What carries the argument
The Proactive Routing Paradigm (PRP) using Draft Rating Learning (DRL) and Joint Rating Learning (JRL) to evaluate model competence before output.
If this is right
- Fine-grained instance-level proactive routing decisions become feasible before any thinking occurs.
- Substantial acceleration of inference is achieved without compromising overall performance.
- The target model is allocated samples it excels at rather than the hardest queries.
- Routing operates under multimodal settings without relying on post-hoc token probabilities or data-sensitive fine-tuning.
Where Pith is reading between the lines
- This routing could lower the average compute per query in production multimodal systems.
- Similar rating mechanisms might improve efficiency in other model collaboration setups like language-only tasks.
- Testing on additional benchmarks with varying query difficulties would further validate the ratings' predictive power.
Load-bearing premise
The internal confidence estimator and joint rating can accurately predict how well each model will handle unseen queries before producing any output.
What would settle it
If routing based on these ratings results in lower accuracy than using the target model alone on the same set of visual reasoning queries, the claim would be falsified.
Figures
read the original abstract
Large multimodal models have achieved strong reasoning on complex visual tasks, but their inference efficiency is often restricted by long chains of thought.
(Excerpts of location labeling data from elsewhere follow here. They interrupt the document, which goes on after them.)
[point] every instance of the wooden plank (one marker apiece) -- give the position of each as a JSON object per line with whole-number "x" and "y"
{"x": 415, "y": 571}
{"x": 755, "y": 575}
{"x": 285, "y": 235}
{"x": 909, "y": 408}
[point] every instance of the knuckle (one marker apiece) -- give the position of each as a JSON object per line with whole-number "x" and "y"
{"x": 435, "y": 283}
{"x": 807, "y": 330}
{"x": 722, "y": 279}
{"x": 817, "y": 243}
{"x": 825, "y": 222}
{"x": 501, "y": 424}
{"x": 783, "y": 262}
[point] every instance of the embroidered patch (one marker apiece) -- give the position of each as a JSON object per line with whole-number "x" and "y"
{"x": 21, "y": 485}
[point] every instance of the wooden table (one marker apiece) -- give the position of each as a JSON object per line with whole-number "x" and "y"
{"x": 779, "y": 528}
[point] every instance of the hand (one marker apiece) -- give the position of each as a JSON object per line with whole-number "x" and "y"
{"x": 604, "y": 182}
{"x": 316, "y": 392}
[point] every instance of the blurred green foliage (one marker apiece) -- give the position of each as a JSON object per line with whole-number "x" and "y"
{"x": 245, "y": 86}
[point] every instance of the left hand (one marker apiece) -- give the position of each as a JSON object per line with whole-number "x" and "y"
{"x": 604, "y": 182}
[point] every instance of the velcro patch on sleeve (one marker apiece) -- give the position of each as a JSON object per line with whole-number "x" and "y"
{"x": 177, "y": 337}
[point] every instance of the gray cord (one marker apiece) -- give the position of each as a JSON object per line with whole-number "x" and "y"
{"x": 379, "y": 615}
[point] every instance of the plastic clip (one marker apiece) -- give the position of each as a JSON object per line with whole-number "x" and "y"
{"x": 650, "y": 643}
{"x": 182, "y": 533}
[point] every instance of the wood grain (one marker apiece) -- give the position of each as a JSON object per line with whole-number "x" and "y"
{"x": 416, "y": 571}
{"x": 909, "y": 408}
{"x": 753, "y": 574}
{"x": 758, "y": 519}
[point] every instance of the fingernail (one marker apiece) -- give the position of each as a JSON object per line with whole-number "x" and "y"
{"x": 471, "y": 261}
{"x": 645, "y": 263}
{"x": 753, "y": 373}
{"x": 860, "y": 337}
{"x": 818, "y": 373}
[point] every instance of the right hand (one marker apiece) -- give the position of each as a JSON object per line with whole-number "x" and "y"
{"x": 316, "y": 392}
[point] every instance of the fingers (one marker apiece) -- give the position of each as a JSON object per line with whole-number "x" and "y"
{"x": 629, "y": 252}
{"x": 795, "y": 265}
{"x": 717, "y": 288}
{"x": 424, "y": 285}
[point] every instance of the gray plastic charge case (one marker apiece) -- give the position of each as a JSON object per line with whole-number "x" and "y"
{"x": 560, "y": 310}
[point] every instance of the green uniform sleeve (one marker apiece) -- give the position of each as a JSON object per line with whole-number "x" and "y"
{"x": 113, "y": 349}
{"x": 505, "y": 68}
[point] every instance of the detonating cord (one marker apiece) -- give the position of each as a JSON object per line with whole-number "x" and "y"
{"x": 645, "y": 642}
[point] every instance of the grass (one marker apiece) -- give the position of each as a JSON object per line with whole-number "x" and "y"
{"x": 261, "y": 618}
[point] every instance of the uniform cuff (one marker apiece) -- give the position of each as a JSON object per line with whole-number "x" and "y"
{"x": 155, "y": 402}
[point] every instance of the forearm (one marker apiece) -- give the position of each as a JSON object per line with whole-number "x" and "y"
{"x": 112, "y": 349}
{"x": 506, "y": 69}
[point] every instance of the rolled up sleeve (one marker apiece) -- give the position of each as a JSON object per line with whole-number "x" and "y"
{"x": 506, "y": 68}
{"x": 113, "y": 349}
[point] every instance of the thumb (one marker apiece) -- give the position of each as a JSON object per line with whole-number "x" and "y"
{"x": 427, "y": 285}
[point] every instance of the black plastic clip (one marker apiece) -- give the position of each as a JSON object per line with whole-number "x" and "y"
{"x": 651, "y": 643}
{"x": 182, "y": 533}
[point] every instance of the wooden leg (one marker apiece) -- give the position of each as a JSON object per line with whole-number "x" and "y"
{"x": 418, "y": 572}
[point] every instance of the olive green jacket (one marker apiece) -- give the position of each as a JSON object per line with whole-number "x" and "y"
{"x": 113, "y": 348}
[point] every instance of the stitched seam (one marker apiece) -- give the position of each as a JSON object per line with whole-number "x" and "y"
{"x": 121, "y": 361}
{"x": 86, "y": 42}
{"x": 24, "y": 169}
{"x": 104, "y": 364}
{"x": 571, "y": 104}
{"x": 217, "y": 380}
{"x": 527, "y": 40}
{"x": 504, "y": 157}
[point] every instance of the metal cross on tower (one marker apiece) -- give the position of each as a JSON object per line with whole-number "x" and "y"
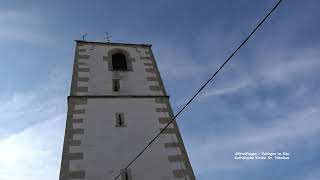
{"x": 107, "y": 37}
{"x": 84, "y": 36}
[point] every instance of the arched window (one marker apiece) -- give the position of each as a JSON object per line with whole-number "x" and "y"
{"x": 119, "y": 62}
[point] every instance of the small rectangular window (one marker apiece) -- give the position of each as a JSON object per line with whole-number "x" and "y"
{"x": 125, "y": 174}
{"x": 120, "y": 120}
{"x": 115, "y": 85}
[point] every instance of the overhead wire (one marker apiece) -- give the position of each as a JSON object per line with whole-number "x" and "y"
{"x": 202, "y": 87}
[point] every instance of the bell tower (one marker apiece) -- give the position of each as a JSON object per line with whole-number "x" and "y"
{"x": 117, "y": 103}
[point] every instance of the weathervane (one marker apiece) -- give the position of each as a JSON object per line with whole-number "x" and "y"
{"x": 107, "y": 37}
{"x": 84, "y": 36}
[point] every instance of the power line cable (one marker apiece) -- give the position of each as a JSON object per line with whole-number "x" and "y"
{"x": 203, "y": 86}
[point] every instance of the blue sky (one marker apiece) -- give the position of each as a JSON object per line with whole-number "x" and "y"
{"x": 266, "y": 99}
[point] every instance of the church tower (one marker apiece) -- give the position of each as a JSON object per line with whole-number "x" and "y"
{"x": 117, "y": 103}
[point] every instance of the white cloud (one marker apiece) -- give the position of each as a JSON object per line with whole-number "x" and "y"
{"x": 22, "y": 26}
{"x": 32, "y": 153}
{"x": 31, "y": 142}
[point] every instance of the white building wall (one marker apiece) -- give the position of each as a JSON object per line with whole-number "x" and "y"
{"x": 94, "y": 148}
A promising solution is to pair a small draft model with a large target model, enabling cooperative inference employing a routing signal that adaptively routes queries to either the draft or target model based on their difficulties for optimal efficiency and accuracy. Yet, the remaining bottleneck is to establish a reliable query difficulty signal under multimodal settings. Existing approaches designed for language models either rely on post-hoc token probabilities, which fall short in multimodal scenarios, or depend on supervised fine-tuning, which is a data-sensitive strategy. Both paradigms perform routing only after a complete output, and ignore whether the target model can actually solve the routed instances. To address this, we propose PRP, a Proactive Routing Paradigm that enables early decision-making by jointly evaluating the competence of both the draft and target models. Our Draft Rating Learning (DRL) equips the draft model with an internal confidence estimator, while Joint Rating Learning (JRL) predicts how well the target model can handle a given query, thereby prioritizing the allocation of samples it excels at rather than the hardest ones. These ratings enable fine-grained, instance-level \textbf{Proactive Routing} and substantially accelerate inference without compromising overall performance. Extensive experiments across multiple multimodal reasoning benchmarks validate our effectiveness and efficiency.
Editorial analysis
A structured set of objections, weighed in public.
Referee Report
Summary. The paper proposes PRP, a Proactive Routing Paradigm for pairing a small draft model with a large target model in multimodal reasoning. It introduces Draft Rating Learning (DRL) to add an internal confidence estimator to the draft model and Joint Rating Learning (JRL) to predict target-model competence on a query. These ratings are intended to support instance-level proactive routing decisions before any output is generated, with the claim that this accelerates inference without accuracy loss. The abstract states that extensive experiments on multiple multimodal reasoning benchmarks validate the approach.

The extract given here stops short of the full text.